12
A Systematic Approach to the Orthodontic Treatment of Periodontally Involved Anterior Teeth
Single tooth gingival recession
Etiology and prevalence
Amount of keratinized gingiva
Gingival recession and proclination of lower incisors
Clinical guidelines
Progressive spacing of incisors
Etiology, prevalence and differential diagnosis
Management
Case reports
Case 1
Case 2
Case 3
Management of periodontally involved teeth
Preliminary considerations
Esthetic considerations
Clinical examination
Management
References
Single Tooth Gingival Recession
This section focuses on isolated labial gingival recession in relation to the anterior teeth, either present or likely to occur, in patients who are going to receive orthodontic treatment. It does not cover the hard toothbrushing-related recession, which is primarily seen in canines, or multiple tooth recession affecting individual patients with thin-type gingiva.
Etiology and Prevalence
A tooth has gingival recession when its gingival margin is located apical to the cementoenamel junction (CEJ). There is scant information about the prevalence of solitary gingival recession in children and adults. After examining the lower incisor region in 15-year-old children, Stoner and Mazdyasna (1980) reported a prevalence of 17% for pseudo-gingival recession, that is, a longer clinical crown without root exposure, and 1% for gingival recession. Ainamo et al. (1986), in a sample of 7-, 12- and 17-year-old children, found the prevalence of gingival recession to be 5%, 39% and 74%, respectively. Evaluating the periodontal status among American children older than 13 years, Brown et al. (1996) found that gingival recession and loss of attachment increased with age, although the extent or number of affected sites with advanced conditions was not large in any age group; these findings were in agreement with Gorman (1967), Löe et al. (1992) and Khocht et al. (1993). Gingival recession is present in populations with both good and poor dental hygiene, although in the former it affects the buccal surfaces more (Löe et al. 1992). The teeth most frequently affected by isolated gingival recession are the lower central incisors, followed, but to a much smaller extent, by the upper and lower canines.
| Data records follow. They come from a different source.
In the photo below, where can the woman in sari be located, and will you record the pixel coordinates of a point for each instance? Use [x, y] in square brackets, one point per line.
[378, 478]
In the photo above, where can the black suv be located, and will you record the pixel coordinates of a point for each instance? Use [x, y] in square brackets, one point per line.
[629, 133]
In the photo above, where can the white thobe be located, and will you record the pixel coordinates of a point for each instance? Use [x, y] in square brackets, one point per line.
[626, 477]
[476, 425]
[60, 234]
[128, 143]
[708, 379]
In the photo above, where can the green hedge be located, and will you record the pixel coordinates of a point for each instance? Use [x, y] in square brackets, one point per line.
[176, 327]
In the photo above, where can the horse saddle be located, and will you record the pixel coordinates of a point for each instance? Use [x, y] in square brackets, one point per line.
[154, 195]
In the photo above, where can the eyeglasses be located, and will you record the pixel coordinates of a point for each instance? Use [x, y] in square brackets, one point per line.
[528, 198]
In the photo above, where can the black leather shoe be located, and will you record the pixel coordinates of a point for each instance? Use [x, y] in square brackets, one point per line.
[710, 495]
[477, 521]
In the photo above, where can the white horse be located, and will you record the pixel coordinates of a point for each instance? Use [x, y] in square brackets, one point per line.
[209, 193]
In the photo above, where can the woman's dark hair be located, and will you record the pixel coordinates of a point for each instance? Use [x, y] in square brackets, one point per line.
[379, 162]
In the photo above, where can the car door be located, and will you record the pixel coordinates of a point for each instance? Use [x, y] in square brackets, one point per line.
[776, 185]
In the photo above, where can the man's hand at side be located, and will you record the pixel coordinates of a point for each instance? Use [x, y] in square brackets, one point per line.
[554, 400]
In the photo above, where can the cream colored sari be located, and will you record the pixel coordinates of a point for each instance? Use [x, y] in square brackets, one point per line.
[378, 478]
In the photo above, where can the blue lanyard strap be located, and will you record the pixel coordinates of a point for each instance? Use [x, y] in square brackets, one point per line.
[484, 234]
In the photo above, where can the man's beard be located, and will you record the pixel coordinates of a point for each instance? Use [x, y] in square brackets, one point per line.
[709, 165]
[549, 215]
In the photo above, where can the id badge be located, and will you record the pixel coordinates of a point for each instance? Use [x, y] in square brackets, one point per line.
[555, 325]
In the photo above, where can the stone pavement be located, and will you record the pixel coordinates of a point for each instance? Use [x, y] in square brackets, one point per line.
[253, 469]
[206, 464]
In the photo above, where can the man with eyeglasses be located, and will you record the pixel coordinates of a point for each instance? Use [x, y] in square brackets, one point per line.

It has been suggested but not proved that gingival recession follows alveolar bone dehiscence. Bone dehiscence is a common finding when examining human dry skulls (Elliot and Bowers 1963; Rupprecht et al. 2001) and is positively correlated with thin alveolar bone. One should bear in mind that before computed topography was introduced, there were no reliable indirect means (conventional radiographs) for measuring the thickness of the alveolar bone of the teeth. During the surgical treatment of 113 teeth with gingival recession Löst (1984) found that the average distance between the lowest point of recession and alveolar dehiscence was 2.8 mm, with considerable individual variation. With computed tomography, it has been demonstrated that the thickness of both the labial and lingual plates of the alveolar bone of the lower incisors decreases when these teeth are orthodontically retracted, developing in some instances bony dehiscences that do not cause gingival recession (Sarikaya et al. 2002). This study only lasted 3 months so the formation of new alveolar bone afterwards cannot be ruled out. Nonetheless, it showed that dehiscence does not always lead to gingival recession.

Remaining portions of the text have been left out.